Monroe has taught more than 11,000 children to make boomerangs, he says, and has directed about eight or nine regional tournaments in Arizona. He says he wants to spread the magic of making boomerangs to as many people as possible.

“I am still absolutely amazed that I can throw this piece of plastic or this piece of wood in this certain shape away from me at near maximum and have it turn around and turn back. It’s just like magic,” Monroe says.

Monroe already makes boomerangs out of every material possible and wants to expand Lohan’s ideas of the materials and shapes for boomerangs, he says.

He adds that any person can make a boomerang for almost nothing from two paint mixing sticks, some glue and a piece of sandpaper — all done in 30 minutes or less.

“By showing [Lohan] some designs that he may not have necessarily considered to be a boomerang shape that end up working as a boomerang will increase his joy of thinking how he might better the ones he’s making now or create new and exciting different designs,” Monroe says.

Lohan says solving problems is the best part of making the boomerangs because he feels a sense of completion when he figures it out and then moves on to the next challenge.

In the case of boomerangs, the next challenge is a new material, Lohan says.

He first made wooden boomerangs, which he described as “excellent” because, “you’re throwing a piece of wood through the air; how cool is that?”

Lohan started with wood as his first material and then moved onto plastic, which he says is cheaper to make and more dependable.

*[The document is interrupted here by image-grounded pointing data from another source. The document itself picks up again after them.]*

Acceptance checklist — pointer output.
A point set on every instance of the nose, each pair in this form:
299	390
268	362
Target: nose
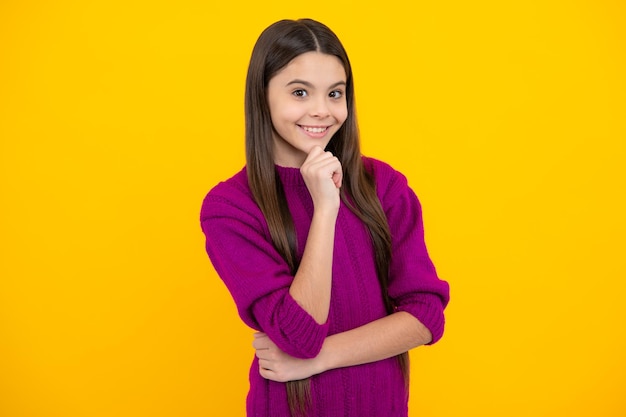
319	108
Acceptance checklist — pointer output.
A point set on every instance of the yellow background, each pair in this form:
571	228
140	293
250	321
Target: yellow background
116	117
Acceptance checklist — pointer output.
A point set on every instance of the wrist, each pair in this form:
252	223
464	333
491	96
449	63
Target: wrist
323	361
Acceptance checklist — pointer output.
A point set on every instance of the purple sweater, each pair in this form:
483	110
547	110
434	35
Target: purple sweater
239	245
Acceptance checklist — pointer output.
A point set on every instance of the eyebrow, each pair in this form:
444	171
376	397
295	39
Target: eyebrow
308	84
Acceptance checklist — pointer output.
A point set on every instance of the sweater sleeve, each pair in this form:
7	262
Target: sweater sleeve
258	278
414	285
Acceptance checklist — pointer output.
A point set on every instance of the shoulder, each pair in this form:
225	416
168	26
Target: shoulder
231	197
389	182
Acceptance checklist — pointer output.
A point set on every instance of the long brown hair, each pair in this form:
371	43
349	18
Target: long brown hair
276	47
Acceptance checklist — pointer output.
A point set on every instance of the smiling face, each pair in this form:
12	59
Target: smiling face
307	105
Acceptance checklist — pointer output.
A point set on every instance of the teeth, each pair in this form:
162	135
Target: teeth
314	129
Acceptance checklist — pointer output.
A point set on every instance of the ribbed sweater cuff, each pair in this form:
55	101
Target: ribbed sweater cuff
428	309
304	337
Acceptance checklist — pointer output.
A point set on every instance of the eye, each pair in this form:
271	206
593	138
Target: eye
300	93
335	94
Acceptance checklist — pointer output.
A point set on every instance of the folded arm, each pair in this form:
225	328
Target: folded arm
377	340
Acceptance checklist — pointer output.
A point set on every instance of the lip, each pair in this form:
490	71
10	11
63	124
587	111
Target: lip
314	131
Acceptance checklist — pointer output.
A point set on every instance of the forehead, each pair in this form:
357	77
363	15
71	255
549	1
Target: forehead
313	67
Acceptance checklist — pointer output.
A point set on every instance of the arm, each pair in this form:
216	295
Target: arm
261	283
311	285
377	340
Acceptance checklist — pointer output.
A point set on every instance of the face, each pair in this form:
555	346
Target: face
307	105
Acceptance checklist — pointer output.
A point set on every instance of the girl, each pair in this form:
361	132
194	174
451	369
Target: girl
321	248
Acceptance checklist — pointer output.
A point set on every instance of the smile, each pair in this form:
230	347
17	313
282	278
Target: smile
312	129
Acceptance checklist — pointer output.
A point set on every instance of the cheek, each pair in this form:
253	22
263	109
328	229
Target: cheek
342	114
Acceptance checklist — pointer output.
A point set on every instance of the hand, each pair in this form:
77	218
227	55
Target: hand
276	365
323	176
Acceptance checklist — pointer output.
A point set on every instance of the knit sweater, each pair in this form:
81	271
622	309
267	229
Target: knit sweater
239	245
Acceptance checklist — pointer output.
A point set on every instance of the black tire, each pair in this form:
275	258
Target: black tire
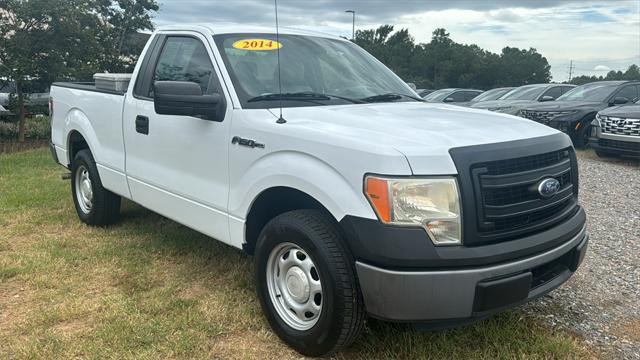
343	313
105	207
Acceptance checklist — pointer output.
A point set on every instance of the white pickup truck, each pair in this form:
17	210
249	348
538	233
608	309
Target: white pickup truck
360	199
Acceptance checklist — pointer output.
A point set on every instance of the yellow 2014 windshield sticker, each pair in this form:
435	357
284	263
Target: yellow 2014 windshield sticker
257	44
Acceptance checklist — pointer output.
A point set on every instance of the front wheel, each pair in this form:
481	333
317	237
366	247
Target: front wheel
306	283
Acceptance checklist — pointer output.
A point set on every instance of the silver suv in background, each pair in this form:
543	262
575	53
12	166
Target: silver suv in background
516	99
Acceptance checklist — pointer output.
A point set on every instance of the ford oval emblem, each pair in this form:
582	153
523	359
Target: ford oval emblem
548	187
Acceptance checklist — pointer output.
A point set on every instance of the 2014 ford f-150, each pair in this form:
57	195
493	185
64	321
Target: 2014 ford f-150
360	199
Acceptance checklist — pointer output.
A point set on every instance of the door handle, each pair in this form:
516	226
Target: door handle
142	124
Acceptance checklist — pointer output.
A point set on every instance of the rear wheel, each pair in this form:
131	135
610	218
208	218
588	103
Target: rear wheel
94	204
306	283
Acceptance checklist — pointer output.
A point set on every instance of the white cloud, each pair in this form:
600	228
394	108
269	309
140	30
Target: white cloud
601	68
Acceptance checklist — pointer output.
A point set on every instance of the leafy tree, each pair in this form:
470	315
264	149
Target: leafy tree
42	41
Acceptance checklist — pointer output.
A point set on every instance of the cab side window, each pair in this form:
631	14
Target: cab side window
185	59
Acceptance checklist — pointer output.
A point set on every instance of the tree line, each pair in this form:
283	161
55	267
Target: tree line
42	41
632	73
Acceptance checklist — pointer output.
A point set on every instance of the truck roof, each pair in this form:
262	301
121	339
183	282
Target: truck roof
237	28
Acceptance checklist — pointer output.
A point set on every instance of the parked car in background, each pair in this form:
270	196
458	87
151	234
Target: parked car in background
453	95
573	112
514	100
616	131
424	92
489	95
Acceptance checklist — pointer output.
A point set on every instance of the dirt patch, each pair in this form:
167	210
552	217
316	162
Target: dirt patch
250	345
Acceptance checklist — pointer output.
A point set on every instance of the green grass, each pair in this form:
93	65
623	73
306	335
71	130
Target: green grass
151	288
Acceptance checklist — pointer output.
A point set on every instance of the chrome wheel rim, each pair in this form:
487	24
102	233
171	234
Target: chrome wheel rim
294	286
84	190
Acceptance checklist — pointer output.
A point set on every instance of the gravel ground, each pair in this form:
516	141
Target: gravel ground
601	302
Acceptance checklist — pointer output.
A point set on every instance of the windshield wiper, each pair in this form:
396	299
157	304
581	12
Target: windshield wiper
303	95
389	97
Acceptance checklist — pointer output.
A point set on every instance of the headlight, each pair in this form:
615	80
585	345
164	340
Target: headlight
431	203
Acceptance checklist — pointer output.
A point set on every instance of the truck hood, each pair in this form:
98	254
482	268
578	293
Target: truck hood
422	132
624	111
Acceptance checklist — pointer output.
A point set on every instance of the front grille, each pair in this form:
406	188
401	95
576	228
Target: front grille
622	145
620	126
508	201
543	117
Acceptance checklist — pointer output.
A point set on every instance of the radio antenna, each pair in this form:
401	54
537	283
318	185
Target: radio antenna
280	120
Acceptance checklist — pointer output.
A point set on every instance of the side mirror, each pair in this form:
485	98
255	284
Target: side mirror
619	100
186	98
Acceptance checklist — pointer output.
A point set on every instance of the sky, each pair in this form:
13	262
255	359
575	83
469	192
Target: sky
597	35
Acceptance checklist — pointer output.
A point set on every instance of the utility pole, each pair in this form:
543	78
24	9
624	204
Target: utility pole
570	70
353	24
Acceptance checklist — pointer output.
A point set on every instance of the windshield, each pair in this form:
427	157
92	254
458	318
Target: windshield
590	92
314	71
527	92
494	94
438	95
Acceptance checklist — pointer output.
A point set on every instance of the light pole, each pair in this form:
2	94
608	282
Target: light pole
353	24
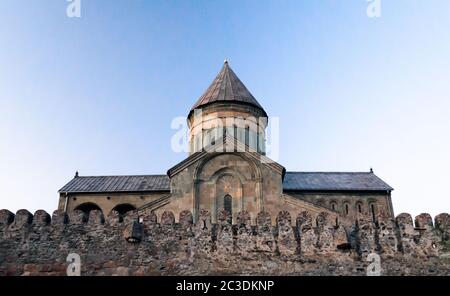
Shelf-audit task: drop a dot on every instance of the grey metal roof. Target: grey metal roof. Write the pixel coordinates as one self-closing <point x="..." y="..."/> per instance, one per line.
<point x="227" y="87"/>
<point x="334" y="181"/>
<point x="117" y="184"/>
<point x="301" y="181"/>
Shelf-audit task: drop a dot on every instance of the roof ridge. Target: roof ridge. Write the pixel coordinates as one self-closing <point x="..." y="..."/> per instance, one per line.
<point x="102" y="176"/>
<point x="328" y="172"/>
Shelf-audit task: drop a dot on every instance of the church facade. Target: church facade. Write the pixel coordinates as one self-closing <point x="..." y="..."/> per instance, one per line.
<point x="227" y="170"/>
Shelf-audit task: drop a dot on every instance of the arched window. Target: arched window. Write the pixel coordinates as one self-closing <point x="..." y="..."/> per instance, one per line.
<point x="373" y="212"/>
<point x="88" y="207"/>
<point x="333" y="205"/>
<point x="228" y="203"/>
<point x="346" y="209"/>
<point x="124" y="208"/>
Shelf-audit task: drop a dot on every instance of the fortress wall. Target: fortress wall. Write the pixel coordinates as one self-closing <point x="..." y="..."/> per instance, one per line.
<point x="39" y="244"/>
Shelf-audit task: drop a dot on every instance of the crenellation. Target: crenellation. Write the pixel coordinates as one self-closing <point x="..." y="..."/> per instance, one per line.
<point x="113" y="218"/>
<point x="224" y="238"/>
<point x="388" y="236"/>
<point x="307" y="234"/>
<point x="78" y="217"/>
<point x="32" y="242"/>
<point x="244" y="237"/>
<point x="367" y="235"/>
<point x="6" y="218"/>
<point x="59" y="217"/>
<point x="96" y="218"/>
<point x="286" y="241"/>
<point x="265" y="239"/>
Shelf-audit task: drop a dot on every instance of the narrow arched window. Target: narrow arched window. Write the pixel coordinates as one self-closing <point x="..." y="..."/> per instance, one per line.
<point x="247" y="135"/>
<point x="228" y="203"/>
<point x="333" y="206"/>
<point x="373" y="211"/>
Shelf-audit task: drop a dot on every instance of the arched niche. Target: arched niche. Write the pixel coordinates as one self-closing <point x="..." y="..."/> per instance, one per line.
<point x="217" y="170"/>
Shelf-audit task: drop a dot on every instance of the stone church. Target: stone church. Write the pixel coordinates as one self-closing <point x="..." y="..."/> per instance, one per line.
<point x="227" y="169"/>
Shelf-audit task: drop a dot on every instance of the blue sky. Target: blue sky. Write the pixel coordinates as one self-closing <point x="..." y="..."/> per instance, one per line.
<point x="97" y="94"/>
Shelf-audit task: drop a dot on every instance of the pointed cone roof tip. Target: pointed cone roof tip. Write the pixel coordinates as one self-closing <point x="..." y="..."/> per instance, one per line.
<point x="227" y="87"/>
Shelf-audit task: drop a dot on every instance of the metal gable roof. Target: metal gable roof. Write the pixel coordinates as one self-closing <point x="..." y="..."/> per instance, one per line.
<point x="334" y="181"/>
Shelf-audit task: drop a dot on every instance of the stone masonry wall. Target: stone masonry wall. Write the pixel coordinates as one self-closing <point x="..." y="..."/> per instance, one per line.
<point x="39" y="244"/>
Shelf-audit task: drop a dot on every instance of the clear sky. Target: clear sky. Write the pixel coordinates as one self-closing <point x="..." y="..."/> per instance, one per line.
<point x="98" y="93"/>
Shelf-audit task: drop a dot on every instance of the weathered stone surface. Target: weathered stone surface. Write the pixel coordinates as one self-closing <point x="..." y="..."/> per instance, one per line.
<point x="114" y="218"/>
<point x="308" y="238"/>
<point x="41" y="218"/>
<point x="244" y="241"/>
<point x="388" y="237"/>
<point x="265" y="240"/>
<point x="35" y="246"/>
<point x="287" y="244"/>
<point x="59" y="218"/>
<point x="367" y="236"/>
<point x="78" y="217"/>
<point x="406" y="231"/>
<point x="6" y="218"/>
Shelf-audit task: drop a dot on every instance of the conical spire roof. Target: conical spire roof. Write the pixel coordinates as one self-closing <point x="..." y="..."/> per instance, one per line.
<point x="227" y="87"/>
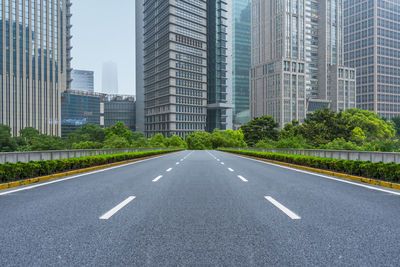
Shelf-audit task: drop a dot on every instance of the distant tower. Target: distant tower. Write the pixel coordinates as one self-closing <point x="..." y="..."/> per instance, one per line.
<point x="110" y="78"/>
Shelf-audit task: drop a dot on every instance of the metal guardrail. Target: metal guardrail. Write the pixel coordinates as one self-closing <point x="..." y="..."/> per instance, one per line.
<point x="14" y="157"/>
<point x="385" y="157"/>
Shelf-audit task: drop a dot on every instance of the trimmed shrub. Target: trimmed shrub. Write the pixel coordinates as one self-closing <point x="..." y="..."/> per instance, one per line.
<point x="376" y="170"/>
<point x="24" y="170"/>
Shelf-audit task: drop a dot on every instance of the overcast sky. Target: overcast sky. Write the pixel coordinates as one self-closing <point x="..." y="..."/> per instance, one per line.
<point x="104" y="30"/>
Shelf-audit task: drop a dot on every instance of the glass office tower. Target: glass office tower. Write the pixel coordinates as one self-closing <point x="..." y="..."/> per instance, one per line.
<point x="33" y="71"/>
<point x="241" y="55"/>
<point x="297" y="59"/>
<point x="372" y="46"/>
<point x="217" y="65"/>
<point x="175" y="66"/>
<point x="82" y="80"/>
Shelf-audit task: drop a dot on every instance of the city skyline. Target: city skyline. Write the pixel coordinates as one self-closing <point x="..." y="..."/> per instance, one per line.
<point x="111" y="44"/>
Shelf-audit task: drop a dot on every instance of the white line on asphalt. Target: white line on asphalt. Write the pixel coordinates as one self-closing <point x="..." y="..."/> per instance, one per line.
<point x="242" y="178"/>
<point x="157" y="178"/>
<point x="212" y="155"/>
<point x="287" y="211"/>
<point x="114" y="210"/>
<point x="75" y="176"/>
<point x="326" y="177"/>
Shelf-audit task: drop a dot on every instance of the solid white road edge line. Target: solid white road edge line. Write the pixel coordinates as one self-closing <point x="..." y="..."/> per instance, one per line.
<point x="326" y="177"/>
<point x="157" y="178"/>
<point x="74" y="177"/>
<point x="287" y="211"/>
<point x="114" y="210"/>
<point x="242" y="178"/>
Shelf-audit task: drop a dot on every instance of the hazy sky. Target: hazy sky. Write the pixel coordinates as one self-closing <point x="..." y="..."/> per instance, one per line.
<point x="104" y="30"/>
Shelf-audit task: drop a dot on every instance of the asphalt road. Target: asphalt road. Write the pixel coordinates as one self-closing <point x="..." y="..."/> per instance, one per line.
<point x="200" y="208"/>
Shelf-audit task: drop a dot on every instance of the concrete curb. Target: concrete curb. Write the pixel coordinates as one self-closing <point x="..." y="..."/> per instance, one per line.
<point x="63" y="174"/>
<point x="332" y="173"/>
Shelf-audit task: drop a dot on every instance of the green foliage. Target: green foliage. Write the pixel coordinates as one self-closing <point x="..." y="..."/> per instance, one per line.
<point x="18" y="171"/>
<point x="7" y="143"/>
<point x="45" y="142"/>
<point x="260" y="128"/>
<point x="87" y="145"/>
<point x="376" y="170"/>
<point x="115" y="141"/>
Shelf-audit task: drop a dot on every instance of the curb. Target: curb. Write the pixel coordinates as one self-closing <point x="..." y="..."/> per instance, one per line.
<point x="63" y="174"/>
<point x="331" y="173"/>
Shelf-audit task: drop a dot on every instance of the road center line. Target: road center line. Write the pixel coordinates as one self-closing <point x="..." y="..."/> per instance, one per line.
<point x="157" y="178"/>
<point x="325" y="176"/>
<point x="242" y="178"/>
<point x="114" y="210"/>
<point x="288" y="212"/>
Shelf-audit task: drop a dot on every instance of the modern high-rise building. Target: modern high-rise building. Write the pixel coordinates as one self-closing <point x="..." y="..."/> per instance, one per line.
<point x="82" y="80"/>
<point x="139" y="66"/>
<point x="241" y="61"/>
<point x="110" y="78"/>
<point x="297" y="59"/>
<point x="185" y="57"/>
<point x="175" y="66"/>
<point x="217" y="65"/>
<point x="372" y="46"/>
<point x="34" y="49"/>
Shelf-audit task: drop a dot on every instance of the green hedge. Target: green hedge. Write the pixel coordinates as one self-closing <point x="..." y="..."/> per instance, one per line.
<point x="376" y="170"/>
<point x="24" y="170"/>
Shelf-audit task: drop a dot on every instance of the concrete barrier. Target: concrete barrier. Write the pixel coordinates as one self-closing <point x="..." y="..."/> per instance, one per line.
<point x="386" y="157"/>
<point x="14" y="157"/>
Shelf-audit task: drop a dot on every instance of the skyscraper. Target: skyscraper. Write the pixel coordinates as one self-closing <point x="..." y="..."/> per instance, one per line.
<point x="297" y="59"/>
<point x="82" y="80"/>
<point x="175" y="61"/>
<point x="217" y="47"/>
<point x="110" y="78"/>
<point x="139" y="66"/>
<point x="35" y="53"/>
<point x="241" y="60"/>
<point x="372" y="46"/>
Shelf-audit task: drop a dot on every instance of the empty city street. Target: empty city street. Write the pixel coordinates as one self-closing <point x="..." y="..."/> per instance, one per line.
<point x="199" y="208"/>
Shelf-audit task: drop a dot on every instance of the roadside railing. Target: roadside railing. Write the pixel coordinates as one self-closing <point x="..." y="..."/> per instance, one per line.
<point x="385" y="157"/>
<point x="14" y="157"/>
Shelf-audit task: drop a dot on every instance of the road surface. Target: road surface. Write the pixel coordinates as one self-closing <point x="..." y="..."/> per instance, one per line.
<point x="200" y="208"/>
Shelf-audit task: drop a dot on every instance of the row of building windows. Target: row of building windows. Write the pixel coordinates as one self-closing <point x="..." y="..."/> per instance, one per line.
<point x="188" y="100"/>
<point x="195" y="118"/>
<point x="190" y="109"/>
<point x="191" y="126"/>
<point x="189" y="41"/>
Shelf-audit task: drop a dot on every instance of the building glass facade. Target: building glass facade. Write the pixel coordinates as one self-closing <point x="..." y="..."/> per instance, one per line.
<point x="79" y="108"/>
<point x="34" y="66"/>
<point x="217" y="65"/>
<point x="372" y="46"/>
<point x="119" y="108"/>
<point x="82" y="80"/>
<point x="241" y="61"/>
<point x="297" y="59"/>
<point x="175" y="66"/>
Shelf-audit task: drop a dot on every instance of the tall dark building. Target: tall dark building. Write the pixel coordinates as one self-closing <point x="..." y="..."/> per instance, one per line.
<point x="35" y="51"/>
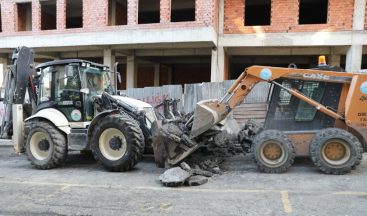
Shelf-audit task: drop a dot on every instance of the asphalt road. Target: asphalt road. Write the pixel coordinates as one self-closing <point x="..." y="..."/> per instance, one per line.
<point x="82" y="187"/>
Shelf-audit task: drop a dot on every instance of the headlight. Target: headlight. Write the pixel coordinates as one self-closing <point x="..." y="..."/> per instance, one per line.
<point x="149" y="113"/>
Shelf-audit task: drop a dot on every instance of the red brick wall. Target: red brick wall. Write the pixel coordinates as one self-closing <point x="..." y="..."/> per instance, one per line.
<point x="95" y="17"/>
<point x="284" y="17"/>
<point x="21" y="21"/>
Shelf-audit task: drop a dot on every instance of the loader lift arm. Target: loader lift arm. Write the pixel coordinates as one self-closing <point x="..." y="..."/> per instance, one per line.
<point x="211" y="112"/>
<point x="18" y="79"/>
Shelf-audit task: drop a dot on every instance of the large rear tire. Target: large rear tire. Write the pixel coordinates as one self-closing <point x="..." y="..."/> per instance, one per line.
<point x="273" y="151"/>
<point x="117" y="143"/>
<point x="46" y="146"/>
<point x="335" y="151"/>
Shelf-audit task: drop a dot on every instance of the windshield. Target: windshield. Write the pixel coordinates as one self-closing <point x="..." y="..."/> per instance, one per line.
<point x="96" y="80"/>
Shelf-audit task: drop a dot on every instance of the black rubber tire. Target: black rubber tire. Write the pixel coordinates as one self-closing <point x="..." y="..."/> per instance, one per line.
<point x="321" y="138"/>
<point x="134" y="140"/>
<point x="281" y="139"/>
<point x="56" y="140"/>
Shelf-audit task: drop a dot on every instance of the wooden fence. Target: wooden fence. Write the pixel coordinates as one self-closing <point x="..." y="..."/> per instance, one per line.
<point x="253" y="107"/>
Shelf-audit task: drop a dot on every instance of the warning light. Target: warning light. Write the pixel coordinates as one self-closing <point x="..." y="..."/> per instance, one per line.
<point x="322" y="61"/>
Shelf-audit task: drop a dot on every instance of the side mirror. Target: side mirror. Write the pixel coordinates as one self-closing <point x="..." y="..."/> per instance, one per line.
<point x="69" y="70"/>
<point x="84" y="90"/>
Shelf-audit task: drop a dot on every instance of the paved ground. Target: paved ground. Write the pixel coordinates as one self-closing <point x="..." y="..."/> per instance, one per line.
<point x="82" y="187"/>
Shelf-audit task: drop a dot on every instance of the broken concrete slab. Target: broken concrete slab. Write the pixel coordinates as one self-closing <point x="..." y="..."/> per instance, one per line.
<point x="196" y="180"/>
<point x="185" y="166"/>
<point x="202" y="172"/>
<point x="174" y="177"/>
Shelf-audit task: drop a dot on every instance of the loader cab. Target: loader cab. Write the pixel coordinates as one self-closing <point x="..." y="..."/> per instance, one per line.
<point x="288" y="113"/>
<point x="70" y="87"/>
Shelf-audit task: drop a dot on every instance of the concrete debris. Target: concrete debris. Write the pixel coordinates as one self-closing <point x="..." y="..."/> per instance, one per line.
<point x="185" y="166"/>
<point x="196" y="180"/>
<point x="202" y="172"/>
<point x="247" y="134"/>
<point x="174" y="177"/>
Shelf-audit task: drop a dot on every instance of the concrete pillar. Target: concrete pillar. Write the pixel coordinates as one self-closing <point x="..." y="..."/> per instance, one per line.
<point x="36" y="18"/>
<point x="170" y="69"/>
<point x="165" y="9"/>
<point x="109" y="60"/>
<point x="354" y="58"/>
<point x="3" y="65"/>
<point x="157" y="68"/>
<point x="113" y="13"/>
<point x="132" y="12"/>
<point x="61" y="14"/>
<point x="18" y="128"/>
<point x="334" y="60"/>
<point x="359" y="14"/>
<point x="217" y="65"/>
<point x="220" y="16"/>
<point x="131" y="72"/>
<point x="354" y="53"/>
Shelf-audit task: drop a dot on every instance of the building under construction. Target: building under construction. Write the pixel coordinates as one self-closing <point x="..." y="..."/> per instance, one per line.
<point x="159" y="42"/>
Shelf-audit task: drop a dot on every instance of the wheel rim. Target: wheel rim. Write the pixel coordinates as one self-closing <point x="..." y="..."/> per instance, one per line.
<point x="112" y="144"/>
<point x="40" y="145"/>
<point x="336" y="152"/>
<point x="272" y="152"/>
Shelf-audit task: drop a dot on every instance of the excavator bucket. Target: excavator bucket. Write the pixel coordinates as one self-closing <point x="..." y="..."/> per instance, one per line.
<point x="207" y="114"/>
<point x="173" y="141"/>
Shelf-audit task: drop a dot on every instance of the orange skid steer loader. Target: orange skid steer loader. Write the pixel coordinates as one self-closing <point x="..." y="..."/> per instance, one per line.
<point x="312" y="112"/>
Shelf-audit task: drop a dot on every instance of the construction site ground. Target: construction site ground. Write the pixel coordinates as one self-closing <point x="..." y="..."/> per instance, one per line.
<point x="82" y="187"/>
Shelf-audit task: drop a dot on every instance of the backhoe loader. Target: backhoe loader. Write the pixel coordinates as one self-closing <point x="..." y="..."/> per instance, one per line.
<point x="320" y="112"/>
<point x="72" y="107"/>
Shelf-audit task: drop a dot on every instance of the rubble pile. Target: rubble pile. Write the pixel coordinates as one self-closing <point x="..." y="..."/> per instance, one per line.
<point x="205" y="162"/>
<point x="185" y="175"/>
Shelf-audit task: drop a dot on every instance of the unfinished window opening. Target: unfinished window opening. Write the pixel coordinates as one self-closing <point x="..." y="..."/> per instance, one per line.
<point x="257" y="12"/>
<point x="24" y="16"/>
<point x="313" y="11"/>
<point x="74" y="13"/>
<point x="117" y="12"/>
<point x="149" y="11"/>
<point x="182" y="11"/>
<point x="48" y="15"/>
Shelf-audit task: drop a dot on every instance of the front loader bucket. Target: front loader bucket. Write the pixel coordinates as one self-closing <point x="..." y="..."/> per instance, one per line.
<point x="207" y="114"/>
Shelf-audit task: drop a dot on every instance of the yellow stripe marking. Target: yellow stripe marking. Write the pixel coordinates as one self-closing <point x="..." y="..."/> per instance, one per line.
<point x="286" y="202"/>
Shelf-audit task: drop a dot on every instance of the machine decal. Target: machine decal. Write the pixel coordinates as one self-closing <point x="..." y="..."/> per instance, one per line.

He now constructs boomerangs out of carbon fiber. While he still makes all three, he focuses on making them out of carbon fiber for a lighter, longer flight because it is his newest challenge, he says.

To make a boomerang out of carbon fiber, he layers the carbon fiber, a black plastic net of sorts, in a mold over a layer of balsa wood, which is layered over another layer of carbon. He keeps it in a homemade vacuum compressor for about an hour and leaves it in the mold overnight, he says.

But the science of boomerangs also blends with the art, Lohan says.

Lohan currently sells his custom boomerangs at the newly opened novelty shop, ICON, on Mill Avenue and hopes to work with local artists to create custom designs for boomerangs.

“I want to give blank boomerangs … to my artist friends and have them do the graphics for me, so they can put their stamp on it too,” Lohan says.

Mary Beth Bannon, who finds workshops and galleries for local artists and creates her own recycled art from glass, recommended Lohan and his boomerangs to the owners of ICON.

“First of all, they’re unique. Second of all, you can’t find a boomerang on Mill Avenue and third, they’re hand-made, which just gets me — it’s amazing,” Bannon says.

Lohan’s ultimate goal is for people to want to buy his boomerangs and have interest in his passion, he says.

“You spend a lot of time and energy doing this kind of thing and it’s really nice when somebody [is] interested,” Lohan says.

 

Reach the reporter at hhuskins@asu.edu

 

Correction appended.

An earlier version of this article incorrectly identified Chris Lohan as Chris Lane. Don Monroe was also incorrectly identified as Don Mason.